Rapidité.  La médiation permet également un règlement rapide des différends. « Ces dossiers ont été gérés par le tribunal entre les mois de juin et de décembre 2017, ce qui représente un intérêt évident par rapport au risque d’enlisement des procédures judiciaires classiques », témoigne Sébastien Robineau. Si cette procédure implique que le CGP a reconnu ses torts, « dans le cas contraire, nous avions introduit un recours devant les tribunaux sur la base d’un défaut de conseil et d’information caractérisé et si le tribunal n’avait pas proposé cette médiation, nous l’aurions plaidé ». Pour autant, pour les CGP concernés, du règlement amiable ou de la voie contentieuse, quelle est l’option la moins onéreuse ? « Dans l’hypothèse d’une procédure contentieuse, les CGP jugés responsables auront à leur charge l’indemnisation des particuliers à un niveau équivalent à celui qui aurait résulté d’un processus transactionnel », assure l’avocat.

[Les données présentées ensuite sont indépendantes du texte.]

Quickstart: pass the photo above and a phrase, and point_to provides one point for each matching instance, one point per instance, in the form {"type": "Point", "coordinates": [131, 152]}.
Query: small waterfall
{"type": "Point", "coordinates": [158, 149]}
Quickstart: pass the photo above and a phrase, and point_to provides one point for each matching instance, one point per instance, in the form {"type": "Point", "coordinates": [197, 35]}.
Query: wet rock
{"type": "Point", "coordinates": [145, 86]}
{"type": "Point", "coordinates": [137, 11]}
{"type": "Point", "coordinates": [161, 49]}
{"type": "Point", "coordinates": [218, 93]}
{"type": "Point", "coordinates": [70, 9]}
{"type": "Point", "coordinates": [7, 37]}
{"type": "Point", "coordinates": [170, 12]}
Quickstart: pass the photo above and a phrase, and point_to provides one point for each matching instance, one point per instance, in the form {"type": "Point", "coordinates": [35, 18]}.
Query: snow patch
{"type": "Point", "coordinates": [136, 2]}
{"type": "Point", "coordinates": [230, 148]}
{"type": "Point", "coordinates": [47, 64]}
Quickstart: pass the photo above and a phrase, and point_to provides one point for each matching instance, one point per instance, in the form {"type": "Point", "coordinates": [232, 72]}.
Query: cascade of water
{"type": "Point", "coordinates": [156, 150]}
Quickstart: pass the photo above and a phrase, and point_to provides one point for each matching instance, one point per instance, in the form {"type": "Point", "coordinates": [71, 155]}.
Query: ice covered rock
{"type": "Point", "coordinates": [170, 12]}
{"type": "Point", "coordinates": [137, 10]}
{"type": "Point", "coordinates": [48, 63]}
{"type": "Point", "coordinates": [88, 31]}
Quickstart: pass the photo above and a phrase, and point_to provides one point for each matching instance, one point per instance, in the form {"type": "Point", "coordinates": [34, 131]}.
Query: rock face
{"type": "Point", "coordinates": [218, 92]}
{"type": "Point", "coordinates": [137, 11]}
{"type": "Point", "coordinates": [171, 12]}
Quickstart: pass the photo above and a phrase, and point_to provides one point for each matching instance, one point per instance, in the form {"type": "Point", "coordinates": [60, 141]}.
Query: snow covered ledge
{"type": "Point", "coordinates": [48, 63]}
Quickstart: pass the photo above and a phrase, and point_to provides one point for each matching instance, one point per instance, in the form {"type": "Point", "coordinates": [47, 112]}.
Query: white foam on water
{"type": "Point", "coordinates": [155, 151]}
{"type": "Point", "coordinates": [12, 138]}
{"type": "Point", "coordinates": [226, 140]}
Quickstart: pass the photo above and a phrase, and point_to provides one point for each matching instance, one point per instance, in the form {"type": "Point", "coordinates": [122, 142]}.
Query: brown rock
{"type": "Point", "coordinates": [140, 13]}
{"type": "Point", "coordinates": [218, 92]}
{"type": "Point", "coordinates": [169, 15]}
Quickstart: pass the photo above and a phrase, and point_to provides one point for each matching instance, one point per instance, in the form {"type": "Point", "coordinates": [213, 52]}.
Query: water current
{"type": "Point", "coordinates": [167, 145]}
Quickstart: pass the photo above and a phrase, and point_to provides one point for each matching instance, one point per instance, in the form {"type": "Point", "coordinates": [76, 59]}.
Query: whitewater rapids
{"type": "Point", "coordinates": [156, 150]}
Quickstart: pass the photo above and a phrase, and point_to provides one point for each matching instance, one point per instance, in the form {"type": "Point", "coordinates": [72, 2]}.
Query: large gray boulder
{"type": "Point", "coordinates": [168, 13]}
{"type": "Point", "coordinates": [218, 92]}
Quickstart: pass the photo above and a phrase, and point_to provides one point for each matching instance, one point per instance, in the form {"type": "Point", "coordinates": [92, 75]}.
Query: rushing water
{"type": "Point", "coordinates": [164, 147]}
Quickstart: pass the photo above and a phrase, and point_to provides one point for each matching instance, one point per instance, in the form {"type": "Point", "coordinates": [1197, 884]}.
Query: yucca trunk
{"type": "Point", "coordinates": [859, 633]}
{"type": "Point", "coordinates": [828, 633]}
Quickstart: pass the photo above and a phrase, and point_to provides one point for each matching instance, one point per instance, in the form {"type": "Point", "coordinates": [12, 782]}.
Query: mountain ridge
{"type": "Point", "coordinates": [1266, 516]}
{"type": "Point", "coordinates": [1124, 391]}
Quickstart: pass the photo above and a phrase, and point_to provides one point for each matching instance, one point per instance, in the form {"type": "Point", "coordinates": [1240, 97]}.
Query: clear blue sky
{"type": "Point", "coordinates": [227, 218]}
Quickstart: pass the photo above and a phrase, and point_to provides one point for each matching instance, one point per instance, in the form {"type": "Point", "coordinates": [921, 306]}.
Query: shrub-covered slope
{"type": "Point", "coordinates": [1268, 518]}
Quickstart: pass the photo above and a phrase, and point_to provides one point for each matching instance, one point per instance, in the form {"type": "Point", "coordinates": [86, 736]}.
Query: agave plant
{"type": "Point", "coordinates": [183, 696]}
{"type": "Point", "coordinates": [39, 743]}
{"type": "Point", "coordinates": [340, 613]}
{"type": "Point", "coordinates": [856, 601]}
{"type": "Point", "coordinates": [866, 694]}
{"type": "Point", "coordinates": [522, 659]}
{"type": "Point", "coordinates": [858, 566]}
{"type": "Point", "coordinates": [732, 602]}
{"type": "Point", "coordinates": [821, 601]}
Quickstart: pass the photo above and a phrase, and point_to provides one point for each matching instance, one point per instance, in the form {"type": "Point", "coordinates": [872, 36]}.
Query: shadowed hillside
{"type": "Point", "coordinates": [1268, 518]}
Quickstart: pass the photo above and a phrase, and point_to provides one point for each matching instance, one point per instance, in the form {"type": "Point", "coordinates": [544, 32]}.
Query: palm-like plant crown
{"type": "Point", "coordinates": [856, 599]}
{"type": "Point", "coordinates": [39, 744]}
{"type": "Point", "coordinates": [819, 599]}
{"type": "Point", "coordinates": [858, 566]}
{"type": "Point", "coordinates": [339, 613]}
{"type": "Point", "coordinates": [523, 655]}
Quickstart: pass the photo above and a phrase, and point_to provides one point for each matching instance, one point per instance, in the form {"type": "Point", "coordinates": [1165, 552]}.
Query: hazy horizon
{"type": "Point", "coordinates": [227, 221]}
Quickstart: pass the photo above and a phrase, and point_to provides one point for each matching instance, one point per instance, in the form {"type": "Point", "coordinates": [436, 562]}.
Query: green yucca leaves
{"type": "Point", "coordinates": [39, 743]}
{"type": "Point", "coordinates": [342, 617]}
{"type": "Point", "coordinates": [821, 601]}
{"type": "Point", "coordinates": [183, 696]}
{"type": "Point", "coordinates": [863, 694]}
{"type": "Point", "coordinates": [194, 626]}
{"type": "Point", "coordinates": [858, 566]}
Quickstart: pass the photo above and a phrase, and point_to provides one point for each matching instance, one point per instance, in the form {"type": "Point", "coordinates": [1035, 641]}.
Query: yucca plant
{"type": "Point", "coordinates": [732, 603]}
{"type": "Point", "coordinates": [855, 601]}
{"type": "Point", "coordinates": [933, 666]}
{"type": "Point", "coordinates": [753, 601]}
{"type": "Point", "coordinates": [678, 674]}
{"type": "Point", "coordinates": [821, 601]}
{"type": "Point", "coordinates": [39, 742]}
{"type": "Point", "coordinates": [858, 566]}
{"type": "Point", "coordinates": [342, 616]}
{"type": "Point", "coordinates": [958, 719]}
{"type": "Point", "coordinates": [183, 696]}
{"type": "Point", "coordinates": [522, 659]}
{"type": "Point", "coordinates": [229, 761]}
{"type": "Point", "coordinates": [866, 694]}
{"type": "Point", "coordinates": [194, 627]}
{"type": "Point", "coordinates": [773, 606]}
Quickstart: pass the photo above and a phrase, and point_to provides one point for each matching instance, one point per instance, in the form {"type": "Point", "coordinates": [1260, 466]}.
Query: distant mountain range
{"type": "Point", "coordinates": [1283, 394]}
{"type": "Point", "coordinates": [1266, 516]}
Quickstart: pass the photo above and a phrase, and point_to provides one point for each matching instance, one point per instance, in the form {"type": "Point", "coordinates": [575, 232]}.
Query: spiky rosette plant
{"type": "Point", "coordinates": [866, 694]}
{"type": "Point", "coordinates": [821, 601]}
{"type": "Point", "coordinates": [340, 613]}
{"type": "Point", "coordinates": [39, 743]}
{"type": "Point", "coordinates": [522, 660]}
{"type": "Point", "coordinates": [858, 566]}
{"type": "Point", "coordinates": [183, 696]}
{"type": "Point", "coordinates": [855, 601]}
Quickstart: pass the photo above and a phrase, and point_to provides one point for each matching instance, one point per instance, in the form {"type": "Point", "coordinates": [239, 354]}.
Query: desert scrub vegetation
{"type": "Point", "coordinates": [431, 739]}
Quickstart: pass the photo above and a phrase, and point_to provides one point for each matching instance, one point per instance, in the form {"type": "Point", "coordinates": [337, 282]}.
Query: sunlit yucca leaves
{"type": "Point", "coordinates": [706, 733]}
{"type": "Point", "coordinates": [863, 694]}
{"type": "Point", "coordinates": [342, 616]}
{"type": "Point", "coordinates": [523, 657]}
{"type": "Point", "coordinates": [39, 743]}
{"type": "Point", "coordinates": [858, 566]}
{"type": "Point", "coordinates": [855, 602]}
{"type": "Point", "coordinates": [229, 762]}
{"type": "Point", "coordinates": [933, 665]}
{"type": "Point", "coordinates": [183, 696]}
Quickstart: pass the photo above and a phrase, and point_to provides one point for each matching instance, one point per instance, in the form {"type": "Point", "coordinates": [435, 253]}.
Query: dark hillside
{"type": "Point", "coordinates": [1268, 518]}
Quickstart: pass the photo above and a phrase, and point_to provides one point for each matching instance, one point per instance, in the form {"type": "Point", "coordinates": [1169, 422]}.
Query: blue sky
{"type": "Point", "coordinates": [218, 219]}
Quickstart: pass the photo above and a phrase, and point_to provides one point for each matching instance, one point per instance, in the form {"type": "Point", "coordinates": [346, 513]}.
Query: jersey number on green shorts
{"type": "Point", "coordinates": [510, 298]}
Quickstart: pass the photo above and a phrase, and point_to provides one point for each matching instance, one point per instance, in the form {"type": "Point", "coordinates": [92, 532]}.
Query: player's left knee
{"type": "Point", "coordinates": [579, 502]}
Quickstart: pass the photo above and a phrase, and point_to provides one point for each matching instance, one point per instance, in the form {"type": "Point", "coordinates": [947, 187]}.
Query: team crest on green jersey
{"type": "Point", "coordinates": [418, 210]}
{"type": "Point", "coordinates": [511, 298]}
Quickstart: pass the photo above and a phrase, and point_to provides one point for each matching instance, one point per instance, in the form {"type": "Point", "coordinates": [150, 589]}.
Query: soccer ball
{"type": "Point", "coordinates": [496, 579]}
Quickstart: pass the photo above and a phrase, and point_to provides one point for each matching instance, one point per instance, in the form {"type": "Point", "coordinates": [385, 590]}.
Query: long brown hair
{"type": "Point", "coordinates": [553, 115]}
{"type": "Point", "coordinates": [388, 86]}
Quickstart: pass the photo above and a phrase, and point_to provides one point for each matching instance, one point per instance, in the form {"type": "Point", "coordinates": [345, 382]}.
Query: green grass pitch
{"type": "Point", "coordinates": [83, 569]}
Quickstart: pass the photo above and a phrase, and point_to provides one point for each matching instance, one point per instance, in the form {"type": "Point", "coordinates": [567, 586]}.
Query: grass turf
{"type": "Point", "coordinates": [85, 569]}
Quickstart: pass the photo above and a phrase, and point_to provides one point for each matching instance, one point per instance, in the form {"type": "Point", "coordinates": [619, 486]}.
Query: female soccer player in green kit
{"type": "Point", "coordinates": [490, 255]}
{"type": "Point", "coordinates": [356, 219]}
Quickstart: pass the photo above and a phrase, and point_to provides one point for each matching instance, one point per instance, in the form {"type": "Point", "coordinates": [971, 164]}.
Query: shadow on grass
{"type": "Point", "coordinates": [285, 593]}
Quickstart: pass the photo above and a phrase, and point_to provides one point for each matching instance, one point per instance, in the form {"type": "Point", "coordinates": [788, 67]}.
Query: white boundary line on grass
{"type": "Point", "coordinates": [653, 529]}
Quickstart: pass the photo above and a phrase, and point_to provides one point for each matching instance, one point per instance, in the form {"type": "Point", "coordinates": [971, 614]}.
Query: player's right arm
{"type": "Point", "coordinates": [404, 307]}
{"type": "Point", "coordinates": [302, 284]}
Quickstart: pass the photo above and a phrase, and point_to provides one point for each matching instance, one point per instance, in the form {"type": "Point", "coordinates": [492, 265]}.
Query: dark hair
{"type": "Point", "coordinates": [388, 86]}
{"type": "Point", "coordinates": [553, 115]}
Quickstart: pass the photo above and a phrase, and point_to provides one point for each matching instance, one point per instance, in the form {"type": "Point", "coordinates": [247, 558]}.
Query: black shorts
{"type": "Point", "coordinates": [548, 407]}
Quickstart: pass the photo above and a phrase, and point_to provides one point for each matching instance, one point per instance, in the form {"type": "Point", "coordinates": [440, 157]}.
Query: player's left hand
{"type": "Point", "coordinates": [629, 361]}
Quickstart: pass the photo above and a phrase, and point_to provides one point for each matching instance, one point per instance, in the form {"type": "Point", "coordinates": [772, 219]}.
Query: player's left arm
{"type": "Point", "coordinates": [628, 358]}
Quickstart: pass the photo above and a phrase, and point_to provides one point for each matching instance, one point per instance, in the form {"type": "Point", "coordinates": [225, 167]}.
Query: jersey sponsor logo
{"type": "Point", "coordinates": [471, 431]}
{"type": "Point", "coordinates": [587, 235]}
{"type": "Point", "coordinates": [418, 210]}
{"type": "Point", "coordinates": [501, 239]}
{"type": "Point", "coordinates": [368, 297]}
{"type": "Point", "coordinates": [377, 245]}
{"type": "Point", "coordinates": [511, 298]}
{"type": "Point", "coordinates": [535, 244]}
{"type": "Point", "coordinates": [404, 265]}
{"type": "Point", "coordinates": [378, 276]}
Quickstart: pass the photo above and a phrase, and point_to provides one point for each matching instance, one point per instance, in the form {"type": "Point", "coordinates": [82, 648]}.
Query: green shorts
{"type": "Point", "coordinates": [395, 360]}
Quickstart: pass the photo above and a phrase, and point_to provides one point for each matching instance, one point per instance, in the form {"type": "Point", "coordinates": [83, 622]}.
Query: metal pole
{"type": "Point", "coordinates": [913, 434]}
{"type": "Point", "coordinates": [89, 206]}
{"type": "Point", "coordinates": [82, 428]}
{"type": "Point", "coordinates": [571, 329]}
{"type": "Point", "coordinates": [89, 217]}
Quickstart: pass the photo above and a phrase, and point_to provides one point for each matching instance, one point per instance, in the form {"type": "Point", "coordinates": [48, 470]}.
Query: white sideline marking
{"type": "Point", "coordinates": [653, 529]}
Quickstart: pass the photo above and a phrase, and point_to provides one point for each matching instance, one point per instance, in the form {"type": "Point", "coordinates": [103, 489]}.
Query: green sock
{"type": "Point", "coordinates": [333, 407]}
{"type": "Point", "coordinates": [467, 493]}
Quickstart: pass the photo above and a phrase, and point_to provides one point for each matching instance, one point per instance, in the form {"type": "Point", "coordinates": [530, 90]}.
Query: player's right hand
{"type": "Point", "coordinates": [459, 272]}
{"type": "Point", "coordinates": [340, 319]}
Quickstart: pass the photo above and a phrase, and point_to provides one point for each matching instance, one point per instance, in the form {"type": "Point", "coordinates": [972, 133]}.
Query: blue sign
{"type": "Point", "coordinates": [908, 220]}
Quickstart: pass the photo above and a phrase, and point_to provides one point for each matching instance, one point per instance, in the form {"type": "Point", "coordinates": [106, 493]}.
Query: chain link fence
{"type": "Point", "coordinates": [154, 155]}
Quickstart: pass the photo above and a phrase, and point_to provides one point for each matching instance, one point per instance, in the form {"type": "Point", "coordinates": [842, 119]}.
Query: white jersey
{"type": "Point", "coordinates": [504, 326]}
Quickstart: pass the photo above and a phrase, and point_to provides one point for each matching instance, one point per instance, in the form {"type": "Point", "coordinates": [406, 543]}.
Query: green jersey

Contentieux.  Il faut dire qu’une majorité des 64 autres dossiers Solabios gérés pour l’instant par ce cabinet sont censés être plaidés devant des juges, « le recours à la médiation comme moyen de règlement des différends n’est pas systématisé en France. Par exemple, il n’est pas mis en œuvre à Paris », explique Sébastien Robineau. En revanche, la voie transactionnelle demeure une éventualité : « il n’est pas exclu que les assureurs responsabilité civile pro de ces conseillers préfèrent transiger plutôt que de gérer une série de procès », soulève-t-il.

Confidentialité. En ce qui concerne le détail des médiations, la discrétion reste de mise et il est impossible d’en connaître davantage sur les conseillers concernés ou sur les sommes en jeu. « Ces transactions demeurent confidentielles ne serait-ce qu’au regard de la localisation concernée. Même si un seul CGP est visé dans la zone géographique dont il est question, il y est extrêmement bien implanté », indique Sébastien Robineau. Au passage, cette procédure a représenté un coût certain pour le cabinet concerné puisqu’en l’espèce, « le CGPI n’était pas assuré pour cette activité-là », indique l’avocat.

Actions multiples.  En parallèle, une nouvelle action collective a été lancée contre Solabios à l’initiative d’une autre association d’investisseur représentée par un autre cabinet d’avocat. Quant au cabinet Homère, il s’apprête à lancer une action à l’encontre des CGP qui ont commercialisé des produits Maranatha (L’Agefi Actifs, n°713, p.20).